My neighborhood, which I call “Halsted Hill,” has a large number of properties that include rock retaining walls and natural outcroppings. They provide delineation of different parts of the yard, as well as texture in their own right.

For those of us whose properties are along the slope of Halsted Hill, we have little choice but to divide it into terraces to provide level areas in back and front yards.

While the rocky terraces provide texture, the rocks themselves are the bare canvasses on which nature can create colorful, albeit somewhat abstract expressionistic, works of art.

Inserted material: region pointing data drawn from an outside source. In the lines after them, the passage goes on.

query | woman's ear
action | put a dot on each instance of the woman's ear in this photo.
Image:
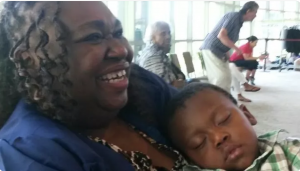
(26, 63)
(249, 116)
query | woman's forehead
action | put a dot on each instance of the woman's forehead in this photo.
(78, 13)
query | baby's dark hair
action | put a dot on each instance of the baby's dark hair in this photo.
(186, 93)
(252, 38)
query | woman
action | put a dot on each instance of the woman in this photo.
(64, 88)
(246, 59)
(154, 56)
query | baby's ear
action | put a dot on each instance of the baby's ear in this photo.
(250, 117)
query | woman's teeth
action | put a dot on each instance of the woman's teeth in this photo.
(114, 76)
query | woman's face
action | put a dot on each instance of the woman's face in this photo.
(253, 44)
(98, 57)
(162, 37)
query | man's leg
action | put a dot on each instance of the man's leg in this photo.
(218, 71)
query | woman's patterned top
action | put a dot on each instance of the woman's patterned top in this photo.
(142, 162)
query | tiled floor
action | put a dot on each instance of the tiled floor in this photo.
(277, 105)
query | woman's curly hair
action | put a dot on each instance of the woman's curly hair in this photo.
(29, 56)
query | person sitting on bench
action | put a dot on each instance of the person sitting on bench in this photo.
(246, 59)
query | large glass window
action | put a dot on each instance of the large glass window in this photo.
(180, 19)
(198, 20)
(290, 15)
(159, 11)
(262, 4)
(275, 15)
(196, 61)
(291, 5)
(261, 15)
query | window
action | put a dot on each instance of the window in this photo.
(215, 13)
(229, 2)
(198, 20)
(179, 49)
(276, 5)
(290, 15)
(262, 4)
(260, 48)
(180, 19)
(195, 48)
(114, 7)
(138, 10)
(261, 15)
(196, 61)
(260, 29)
(156, 9)
(228, 8)
(291, 5)
(276, 15)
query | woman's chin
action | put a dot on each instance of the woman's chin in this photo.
(115, 103)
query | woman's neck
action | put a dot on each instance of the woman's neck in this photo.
(110, 130)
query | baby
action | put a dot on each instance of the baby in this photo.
(205, 123)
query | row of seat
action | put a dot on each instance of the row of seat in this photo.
(190, 66)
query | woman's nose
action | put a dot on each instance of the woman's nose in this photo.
(220, 138)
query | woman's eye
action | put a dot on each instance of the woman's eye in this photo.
(95, 37)
(118, 34)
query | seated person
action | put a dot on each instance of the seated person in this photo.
(246, 60)
(205, 123)
(154, 56)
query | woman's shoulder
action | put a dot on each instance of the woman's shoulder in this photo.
(43, 144)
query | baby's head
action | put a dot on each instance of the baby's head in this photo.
(205, 123)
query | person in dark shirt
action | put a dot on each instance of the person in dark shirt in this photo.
(222, 38)
(70, 98)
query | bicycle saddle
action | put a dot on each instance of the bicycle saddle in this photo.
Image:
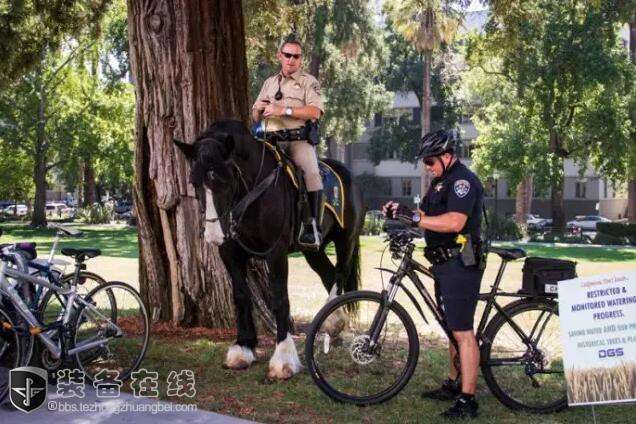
(81, 254)
(509, 254)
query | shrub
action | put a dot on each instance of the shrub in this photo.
(95, 214)
(502, 228)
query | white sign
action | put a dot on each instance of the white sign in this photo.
(598, 331)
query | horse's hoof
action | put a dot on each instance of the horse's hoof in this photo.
(284, 363)
(238, 358)
(284, 373)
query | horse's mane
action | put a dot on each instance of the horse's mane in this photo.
(226, 126)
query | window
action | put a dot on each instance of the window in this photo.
(580, 190)
(406, 187)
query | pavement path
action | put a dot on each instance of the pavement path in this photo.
(123, 409)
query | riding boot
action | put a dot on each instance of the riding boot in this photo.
(311, 236)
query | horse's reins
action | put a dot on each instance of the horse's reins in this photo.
(241, 207)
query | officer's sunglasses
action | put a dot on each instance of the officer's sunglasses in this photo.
(290, 55)
(430, 161)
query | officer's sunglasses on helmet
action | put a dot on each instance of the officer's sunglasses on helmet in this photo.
(290, 55)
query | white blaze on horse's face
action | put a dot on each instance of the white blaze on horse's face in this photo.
(213, 231)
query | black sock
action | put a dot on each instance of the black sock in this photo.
(467, 396)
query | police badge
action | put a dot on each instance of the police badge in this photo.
(461, 187)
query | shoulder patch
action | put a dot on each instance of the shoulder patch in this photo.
(461, 187)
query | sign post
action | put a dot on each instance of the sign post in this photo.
(598, 331)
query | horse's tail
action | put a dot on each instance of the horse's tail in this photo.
(352, 282)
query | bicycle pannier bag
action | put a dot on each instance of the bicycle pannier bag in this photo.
(541, 275)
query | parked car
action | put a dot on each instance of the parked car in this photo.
(55, 208)
(535, 222)
(10, 210)
(586, 222)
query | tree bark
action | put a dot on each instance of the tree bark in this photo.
(426, 113)
(189, 69)
(38, 218)
(89, 183)
(631, 180)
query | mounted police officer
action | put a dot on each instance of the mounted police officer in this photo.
(287, 101)
(450, 215)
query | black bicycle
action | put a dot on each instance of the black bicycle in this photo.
(370, 357)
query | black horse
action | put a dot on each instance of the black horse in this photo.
(238, 176)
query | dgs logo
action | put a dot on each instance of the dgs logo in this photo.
(610, 353)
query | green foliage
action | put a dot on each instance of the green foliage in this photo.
(564, 84)
(95, 214)
(502, 228)
(29, 27)
(620, 230)
(395, 138)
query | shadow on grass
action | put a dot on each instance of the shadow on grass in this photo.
(591, 254)
(118, 242)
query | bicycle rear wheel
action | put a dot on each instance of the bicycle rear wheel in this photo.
(10, 351)
(342, 363)
(117, 317)
(525, 372)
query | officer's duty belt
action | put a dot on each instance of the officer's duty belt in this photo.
(439, 255)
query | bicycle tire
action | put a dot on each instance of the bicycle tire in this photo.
(496, 380)
(346, 300)
(80, 318)
(10, 351)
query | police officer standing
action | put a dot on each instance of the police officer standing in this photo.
(286, 101)
(450, 215)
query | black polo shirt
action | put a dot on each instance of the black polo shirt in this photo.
(458, 190)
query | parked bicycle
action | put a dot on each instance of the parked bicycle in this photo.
(372, 358)
(104, 332)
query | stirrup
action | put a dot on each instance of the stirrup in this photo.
(317, 239)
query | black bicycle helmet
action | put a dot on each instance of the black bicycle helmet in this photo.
(437, 142)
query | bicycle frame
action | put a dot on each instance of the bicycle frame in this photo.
(409, 267)
(9, 289)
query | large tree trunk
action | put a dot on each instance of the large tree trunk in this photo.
(425, 113)
(189, 69)
(523, 200)
(631, 181)
(38, 218)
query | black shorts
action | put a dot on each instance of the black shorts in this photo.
(458, 288)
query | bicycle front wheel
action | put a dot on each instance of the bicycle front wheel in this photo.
(111, 332)
(10, 351)
(339, 356)
(522, 357)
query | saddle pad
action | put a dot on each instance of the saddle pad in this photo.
(333, 191)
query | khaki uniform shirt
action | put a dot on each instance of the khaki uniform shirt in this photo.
(299, 89)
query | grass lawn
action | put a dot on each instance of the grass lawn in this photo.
(249, 395)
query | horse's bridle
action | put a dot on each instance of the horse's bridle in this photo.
(234, 216)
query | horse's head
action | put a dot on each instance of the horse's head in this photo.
(209, 161)
(210, 172)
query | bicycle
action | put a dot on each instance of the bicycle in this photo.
(104, 332)
(371, 359)
(47, 304)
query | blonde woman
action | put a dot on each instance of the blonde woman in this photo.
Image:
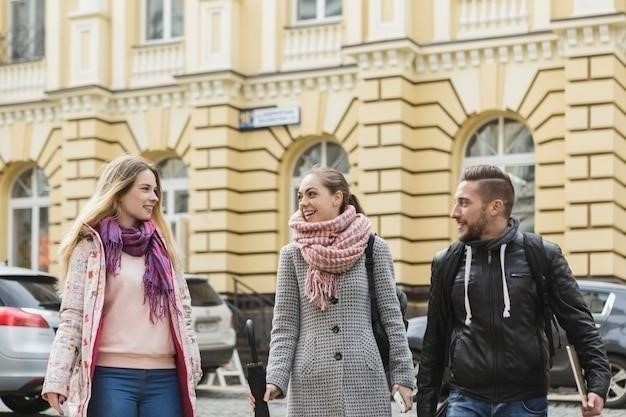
(125, 345)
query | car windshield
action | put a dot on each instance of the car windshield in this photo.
(202, 295)
(29, 292)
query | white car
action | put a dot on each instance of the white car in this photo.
(29, 317)
(213, 322)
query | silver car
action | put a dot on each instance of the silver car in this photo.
(29, 317)
(212, 321)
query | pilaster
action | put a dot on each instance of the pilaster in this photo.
(595, 167)
(90, 44)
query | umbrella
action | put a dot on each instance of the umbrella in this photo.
(256, 375)
(442, 411)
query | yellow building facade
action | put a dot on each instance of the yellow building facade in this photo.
(235, 99)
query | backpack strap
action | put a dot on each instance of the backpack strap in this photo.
(447, 263)
(369, 266)
(542, 274)
(369, 262)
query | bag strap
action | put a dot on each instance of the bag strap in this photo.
(369, 266)
(542, 274)
(447, 263)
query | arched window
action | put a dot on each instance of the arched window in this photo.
(28, 220)
(508, 144)
(175, 196)
(326, 154)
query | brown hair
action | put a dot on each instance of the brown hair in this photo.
(493, 184)
(335, 181)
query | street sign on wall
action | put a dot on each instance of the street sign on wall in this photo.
(269, 116)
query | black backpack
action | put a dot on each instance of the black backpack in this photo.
(539, 268)
(379, 330)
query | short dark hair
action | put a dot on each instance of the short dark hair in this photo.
(493, 184)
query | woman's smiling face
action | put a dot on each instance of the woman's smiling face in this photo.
(316, 202)
(140, 200)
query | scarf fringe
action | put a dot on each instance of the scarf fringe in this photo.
(330, 248)
(143, 240)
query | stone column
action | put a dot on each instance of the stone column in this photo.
(595, 146)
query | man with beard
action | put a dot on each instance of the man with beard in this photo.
(488, 320)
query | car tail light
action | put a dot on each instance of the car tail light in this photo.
(16, 317)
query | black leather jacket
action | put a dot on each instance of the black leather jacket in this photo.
(504, 359)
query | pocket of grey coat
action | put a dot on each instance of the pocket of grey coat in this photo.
(371, 353)
(308, 355)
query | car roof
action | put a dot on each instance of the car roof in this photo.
(604, 285)
(16, 271)
(194, 277)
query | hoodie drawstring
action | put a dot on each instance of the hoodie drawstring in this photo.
(505, 289)
(468, 265)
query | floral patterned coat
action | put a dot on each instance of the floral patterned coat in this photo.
(74, 351)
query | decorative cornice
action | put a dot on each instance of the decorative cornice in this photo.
(437, 58)
(37, 113)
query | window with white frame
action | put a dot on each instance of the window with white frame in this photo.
(311, 10)
(508, 143)
(26, 29)
(324, 154)
(163, 19)
(28, 220)
(175, 196)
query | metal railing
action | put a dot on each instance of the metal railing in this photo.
(247, 303)
(22, 44)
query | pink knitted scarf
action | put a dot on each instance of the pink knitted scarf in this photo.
(330, 248)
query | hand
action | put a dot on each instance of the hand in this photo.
(594, 405)
(271, 392)
(55, 400)
(407, 395)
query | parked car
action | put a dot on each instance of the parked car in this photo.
(607, 302)
(212, 320)
(29, 317)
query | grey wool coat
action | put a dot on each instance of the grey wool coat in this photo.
(327, 361)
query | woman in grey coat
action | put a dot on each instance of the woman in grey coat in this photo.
(323, 354)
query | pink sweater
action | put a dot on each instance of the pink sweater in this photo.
(129, 339)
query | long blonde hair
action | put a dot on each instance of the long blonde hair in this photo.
(118, 177)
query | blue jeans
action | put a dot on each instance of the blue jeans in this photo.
(124, 392)
(461, 405)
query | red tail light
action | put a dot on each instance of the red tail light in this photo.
(16, 317)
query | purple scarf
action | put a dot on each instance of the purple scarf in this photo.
(139, 241)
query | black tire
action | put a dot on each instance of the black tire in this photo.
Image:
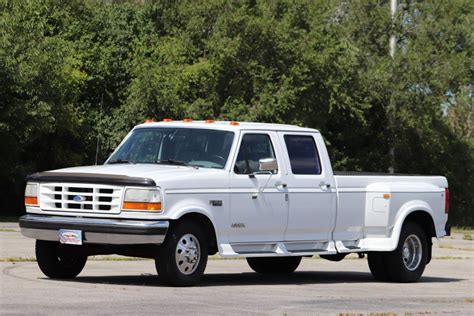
(391, 266)
(377, 265)
(274, 265)
(396, 267)
(168, 266)
(57, 264)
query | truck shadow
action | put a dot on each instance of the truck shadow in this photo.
(250, 278)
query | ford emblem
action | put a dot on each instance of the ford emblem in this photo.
(79, 198)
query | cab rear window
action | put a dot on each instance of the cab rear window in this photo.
(304, 158)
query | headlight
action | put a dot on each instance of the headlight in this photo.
(31, 194)
(142, 200)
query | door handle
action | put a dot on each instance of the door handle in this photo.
(324, 186)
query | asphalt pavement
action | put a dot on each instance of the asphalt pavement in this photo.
(109, 285)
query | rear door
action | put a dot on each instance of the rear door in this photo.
(311, 187)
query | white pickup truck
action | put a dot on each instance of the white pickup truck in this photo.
(178, 192)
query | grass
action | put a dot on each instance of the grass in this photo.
(101, 258)
(467, 237)
(456, 248)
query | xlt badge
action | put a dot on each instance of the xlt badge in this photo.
(238, 225)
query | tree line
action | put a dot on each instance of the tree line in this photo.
(78, 75)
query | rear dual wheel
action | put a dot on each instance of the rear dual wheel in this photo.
(407, 262)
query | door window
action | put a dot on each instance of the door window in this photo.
(253, 148)
(304, 158)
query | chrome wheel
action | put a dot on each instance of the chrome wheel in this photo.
(188, 254)
(412, 252)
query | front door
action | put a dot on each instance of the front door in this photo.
(259, 207)
(312, 193)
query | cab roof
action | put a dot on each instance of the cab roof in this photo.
(227, 125)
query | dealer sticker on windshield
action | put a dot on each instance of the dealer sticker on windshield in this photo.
(70, 237)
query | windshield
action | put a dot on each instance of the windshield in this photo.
(178, 146)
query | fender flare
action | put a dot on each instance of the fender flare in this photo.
(407, 209)
(179, 213)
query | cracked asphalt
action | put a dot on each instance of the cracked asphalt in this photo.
(108, 286)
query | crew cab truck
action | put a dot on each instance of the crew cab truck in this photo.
(179, 191)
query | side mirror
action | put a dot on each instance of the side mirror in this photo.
(267, 164)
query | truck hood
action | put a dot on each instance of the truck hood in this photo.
(152, 171)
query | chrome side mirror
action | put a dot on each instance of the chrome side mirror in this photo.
(267, 164)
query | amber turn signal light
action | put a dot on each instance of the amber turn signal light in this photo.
(142, 206)
(31, 200)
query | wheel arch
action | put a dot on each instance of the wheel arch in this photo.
(204, 221)
(421, 214)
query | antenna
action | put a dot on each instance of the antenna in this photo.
(98, 131)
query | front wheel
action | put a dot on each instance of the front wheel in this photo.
(274, 265)
(55, 263)
(182, 258)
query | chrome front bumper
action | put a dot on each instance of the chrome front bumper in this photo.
(95, 230)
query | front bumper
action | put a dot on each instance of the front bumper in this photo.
(94, 230)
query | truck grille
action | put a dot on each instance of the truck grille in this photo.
(80, 197)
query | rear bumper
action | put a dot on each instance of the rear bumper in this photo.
(94, 230)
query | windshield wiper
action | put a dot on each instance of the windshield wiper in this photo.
(120, 161)
(175, 162)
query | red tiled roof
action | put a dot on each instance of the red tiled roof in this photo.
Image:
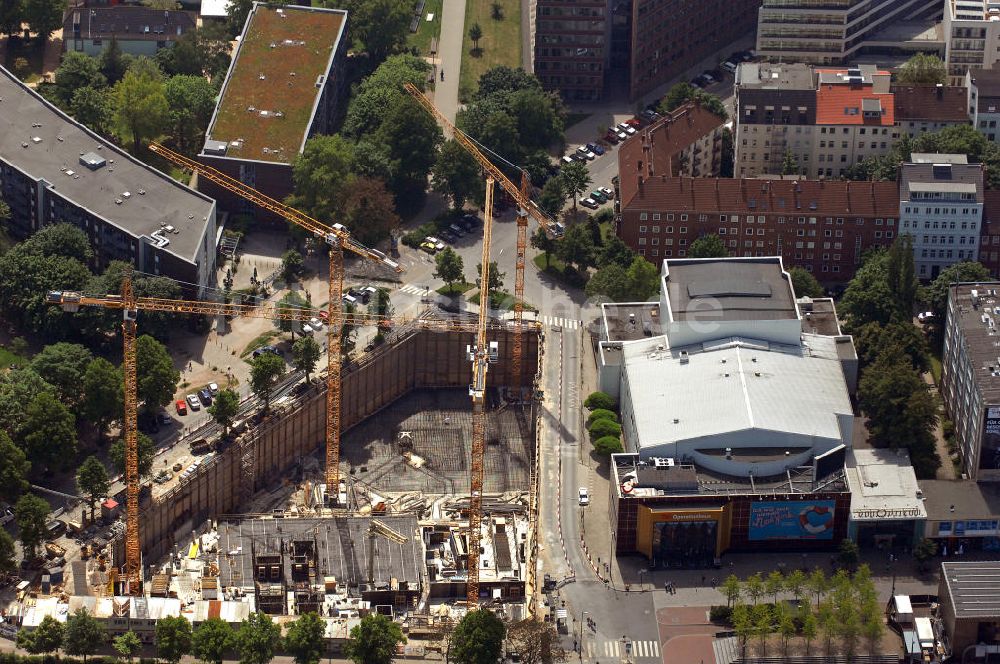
(664, 138)
(805, 198)
(944, 104)
(833, 102)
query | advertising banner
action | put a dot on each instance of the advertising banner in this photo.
(792, 520)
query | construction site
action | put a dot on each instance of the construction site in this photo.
(400, 482)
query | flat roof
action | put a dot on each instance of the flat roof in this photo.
(737, 387)
(273, 88)
(883, 481)
(734, 289)
(974, 588)
(46, 144)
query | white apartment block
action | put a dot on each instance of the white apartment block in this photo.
(941, 208)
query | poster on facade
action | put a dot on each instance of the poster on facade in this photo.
(989, 453)
(791, 520)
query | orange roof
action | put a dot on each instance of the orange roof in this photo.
(842, 104)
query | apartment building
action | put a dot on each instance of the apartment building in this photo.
(972, 33)
(571, 47)
(921, 109)
(970, 376)
(833, 31)
(827, 119)
(983, 86)
(941, 208)
(54, 170)
(825, 226)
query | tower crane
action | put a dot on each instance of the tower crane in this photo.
(338, 239)
(376, 528)
(525, 207)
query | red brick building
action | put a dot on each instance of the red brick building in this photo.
(823, 226)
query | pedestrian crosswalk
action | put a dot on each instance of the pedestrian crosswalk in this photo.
(615, 649)
(556, 321)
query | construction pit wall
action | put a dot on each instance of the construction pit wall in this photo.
(224, 483)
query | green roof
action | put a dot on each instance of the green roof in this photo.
(273, 86)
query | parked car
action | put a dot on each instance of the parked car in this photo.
(205, 396)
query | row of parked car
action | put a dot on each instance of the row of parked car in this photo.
(433, 244)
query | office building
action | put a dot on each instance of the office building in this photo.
(282, 88)
(53, 170)
(941, 208)
(970, 376)
(835, 31)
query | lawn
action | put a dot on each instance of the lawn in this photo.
(427, 30)
(25, 59)
(500, 44)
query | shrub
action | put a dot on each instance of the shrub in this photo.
(608, 445)
(602, 428)
(600, 400)
(601, 414)
(720, 614)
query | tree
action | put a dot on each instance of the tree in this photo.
(540, 240)
(62, 365)
(211, 639)
(475, 34)
(478, 638)
(49, 432)
(922, 69)
(44, 16)
(305, 354)
(103, 394)
(456, 173)
(731, 588)
(304, 639)
(449, 267)
(848, 553)
(495, 281)
(575, 179)
(14, 469)
(370, 211)
(536, 642)
(226, 405)
(173, 638)
(789, 165)
(576, 248)
(84, 634)
(127, 645)
(257, 638)
(46, 638)
(191, 100)
(141, 108)
(92, 480)
(146, 450)
(373, 640)
(708, 246)
(322, 176)
(292, 265)
(804, 283)
(157, 377)
(597, 400)
(265, 369)
(553, 196)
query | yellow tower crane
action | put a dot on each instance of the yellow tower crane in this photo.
(339, 239)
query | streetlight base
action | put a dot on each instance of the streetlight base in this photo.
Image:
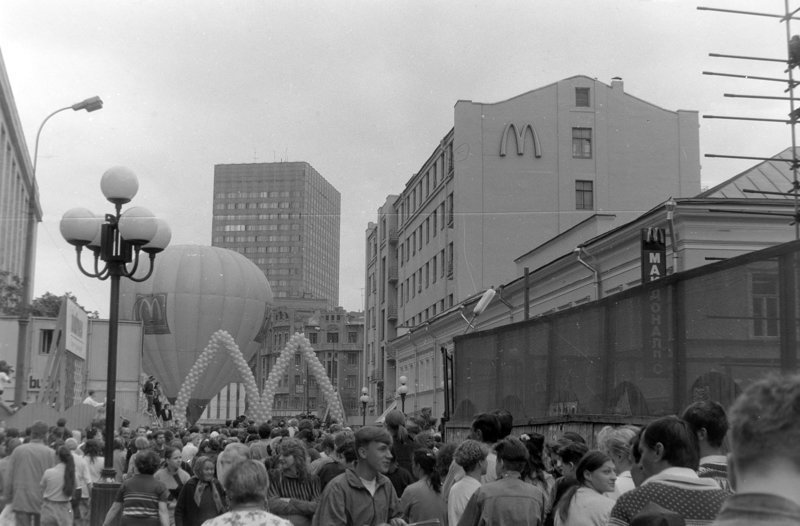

We’re not talking about those chalk drawings your kids like to create in your driveway. We’re talking about the twin natural mixed media known as lichen and moss. One gardener refers to them as enhancing the walls with a “weathered, rustic appearance.”

While you have likely these two are, or how they got to where they are. Moss is a plant that does not produce flowers. Lichen, on the other hand, is not even a plant!

Lichens may superficially look like mosses, and have common names that include the word moss (e.g., “reindeer moss” or “iceland moss”), but they are not related to mosses, according to Irwin Brodo and Sylvia Sharnoff, co-authors of “Lichens of North America.”

Lichens are actually two or more organisms living together in what ecologists call a mutualistic relationship. They consist of an algae and a fungus, and in some cases even types of bacteria.

Most of the lichens that can be found in the rocks in Rye get their gray or green (or verdigris) from the color of the rocks themselves. Verdigris is the common name for the natural patina formed when copper, brass, or bronze in the rock is weathered and exposed to salt air or seawater over a period of time.

In fact, while the saltiness of seawater in Rye can cause serious damage to trees, it helps with nature’s artistic endeavor in coloring the rocks. A man-made version of this can be seen in the Statue of Liberty.

But along with verdigris around Rye, two other colors are commonly being produced in our rocky walls and outcropping — yellow and orange. Perhaps we don’t always notice these, as the brightness of the colors vary, depending on climate conditions and character of the rocks.

Wet weather enhances the brightness of the colors. According to research done at Michigan State University, photosynthetic chemicals — such as usnic acid — are responsible for red, orange, yellow, and brown.

Turning now to how mosses can provide color and texture to the landscape, we are immediately confronted by the fact that they are not plants, and they don’t use a vascular system to transport moisture and nutrients. So they don’t grow the same way as grasses, flowers, shrubs, and trees.

Perhaps the most commonly known moss in use is sphagnum moss — peat. Like most mosses, peat can absorb up to 20 times its own weight in water. This provides a great medium for keeping new plants moist.

To get ideas of how to use moss artistically in a garden, visit one of the region’s famed botanical gardens, New York and Brooklyn. A little further afield, in Raleigh, North Carolina, is the Moss and Stone Garden, which is dedicated to the promotion and cultivation of moss as a beneficial and appreciated component in the landscape. In their unique gardens and containers, moss rules supreme.

As plants that like shade, mosses can bring a softness and tranquility to public and private landscapes.

A few years back, The New York Times published an article about a Bucks County man who changed his entire lawn into a moss garden. And since then, he no longer has had to water, fertilize, or mow his yard.

As you start thinking about what to plant in the months ahead, why not give the dynamic duo of moss and algae a try, right in your own backyard.